L’art. 179quater al. 1 CP ne trouve cependant pas application lorsque les faits se déroulent devant l’entrée et sur le palier d’un immeuble comportant plusieurs logements et opposent les habitants de cet immeuble entre eux. Il s’agit en effet d’un espace utilisé de manière égale par les différents habitants de l’immeuble et sur lequel aucun ne dispose d’un droit exclusif. En conséquence, dans leurs relations internes, les habitants de l’immeuble ne bénéficient pas dans ces espaces de la même protection de leur sphère privée que celle qui prévaut dans leur appartement ou à proximité de l’entrée d’une maison individuelle sur laquelle une personne dispose un droit exclusif. Dans ces espaces communs, les habitants de l’immeuble ne peuvent pas se prévaloir de l’art. 179quater al. 1 CP les uns contre les autres (cf. arrêt 6B_1149/2013 du 13 novembre 2014 consid. 1.3).

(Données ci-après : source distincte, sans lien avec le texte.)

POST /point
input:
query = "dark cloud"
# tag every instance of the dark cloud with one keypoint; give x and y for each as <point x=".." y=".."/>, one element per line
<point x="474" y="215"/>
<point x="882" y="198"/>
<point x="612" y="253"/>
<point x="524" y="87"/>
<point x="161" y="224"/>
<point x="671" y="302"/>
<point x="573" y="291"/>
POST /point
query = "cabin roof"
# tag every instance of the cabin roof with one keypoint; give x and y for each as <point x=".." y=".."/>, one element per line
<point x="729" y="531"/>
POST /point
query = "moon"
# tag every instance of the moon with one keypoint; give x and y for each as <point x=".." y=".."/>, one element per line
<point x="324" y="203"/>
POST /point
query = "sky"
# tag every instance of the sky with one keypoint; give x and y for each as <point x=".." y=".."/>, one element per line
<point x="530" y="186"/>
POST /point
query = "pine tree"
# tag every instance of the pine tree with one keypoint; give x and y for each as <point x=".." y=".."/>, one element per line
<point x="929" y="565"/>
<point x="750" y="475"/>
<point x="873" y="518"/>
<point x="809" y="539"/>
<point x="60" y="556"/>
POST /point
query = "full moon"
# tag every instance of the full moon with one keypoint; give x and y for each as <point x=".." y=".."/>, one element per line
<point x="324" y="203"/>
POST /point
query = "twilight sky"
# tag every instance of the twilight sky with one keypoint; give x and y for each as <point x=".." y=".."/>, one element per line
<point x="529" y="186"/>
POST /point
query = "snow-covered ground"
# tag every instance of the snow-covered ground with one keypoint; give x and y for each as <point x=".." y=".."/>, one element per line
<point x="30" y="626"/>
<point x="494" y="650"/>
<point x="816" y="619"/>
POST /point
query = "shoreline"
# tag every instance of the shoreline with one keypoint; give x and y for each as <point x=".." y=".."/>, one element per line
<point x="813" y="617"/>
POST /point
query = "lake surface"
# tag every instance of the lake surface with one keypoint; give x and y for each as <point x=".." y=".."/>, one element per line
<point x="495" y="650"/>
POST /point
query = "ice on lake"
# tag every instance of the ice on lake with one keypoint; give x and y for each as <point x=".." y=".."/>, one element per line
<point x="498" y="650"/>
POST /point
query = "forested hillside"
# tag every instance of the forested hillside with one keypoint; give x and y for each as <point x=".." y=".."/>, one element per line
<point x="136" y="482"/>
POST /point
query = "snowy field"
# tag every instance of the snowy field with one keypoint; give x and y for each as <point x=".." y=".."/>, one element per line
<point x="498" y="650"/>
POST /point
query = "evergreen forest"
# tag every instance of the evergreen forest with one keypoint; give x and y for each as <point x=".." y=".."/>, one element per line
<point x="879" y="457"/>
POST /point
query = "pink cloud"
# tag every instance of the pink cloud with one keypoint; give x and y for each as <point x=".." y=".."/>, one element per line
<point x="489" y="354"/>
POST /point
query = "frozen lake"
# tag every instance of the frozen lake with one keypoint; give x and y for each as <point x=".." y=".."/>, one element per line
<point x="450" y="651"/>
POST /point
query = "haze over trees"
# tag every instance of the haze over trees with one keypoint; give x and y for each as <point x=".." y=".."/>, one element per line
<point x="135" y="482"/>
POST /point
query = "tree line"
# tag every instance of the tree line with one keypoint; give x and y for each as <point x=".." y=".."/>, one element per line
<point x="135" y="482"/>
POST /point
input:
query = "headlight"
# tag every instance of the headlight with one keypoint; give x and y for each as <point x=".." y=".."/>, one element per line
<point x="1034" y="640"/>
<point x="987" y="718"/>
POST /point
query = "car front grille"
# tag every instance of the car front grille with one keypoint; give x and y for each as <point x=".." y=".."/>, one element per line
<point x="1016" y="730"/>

La cour cantonale a retenu que le consentement des copropriétaires concernés par l’installation d’une caméra de vidéosurveillance devait être exprès. Il résultait d’ailleurs d’une des images produites par le recourant que la caméra de vidéosurveillance avait été aspergée de peinture noire, acte que celui-ci attribuait à son frère ou à sa belle-soeur, ce qui démontrait à tout le moins que ces derniers n’avaient pas consenti à cette mesure de surveillance. Au demeurant, les infractions dont le recourant entendait se protéger n’étaient à l’évidence pas d’une gravité suffisante pour justifier l’installation d’une caméra sans obtenir l’accord des habitants de l’immeuble. Faute de danger imminent, l’état de nécessité n’entrait pas davantage en ligne de compte; l’installation d’une caméra dans un tel contexte démontrait d’ailleurs que le danger n’était pas amené à se concrétiser de manière immédiate.
Le recourant soutient que le jardin serait une partie commune de l’immeuble, ce qui résulterait des faits retenus par la cour cantonale en lien avec un autre aspect du litige. L’art. 179quater al. 1 CP qui protège le domaine secret ou privé ne trouverait dès lors pas application dans le cas d’espèce. Le recourant souligne que la cour cantonale aurait d’ailleurs considéré que cette disposition n’était pas applicable aux faits reprochés à l’intimée 3, au motif qu’ils s’étaient déroulés dans le jardin, partie commune de l’immeuble.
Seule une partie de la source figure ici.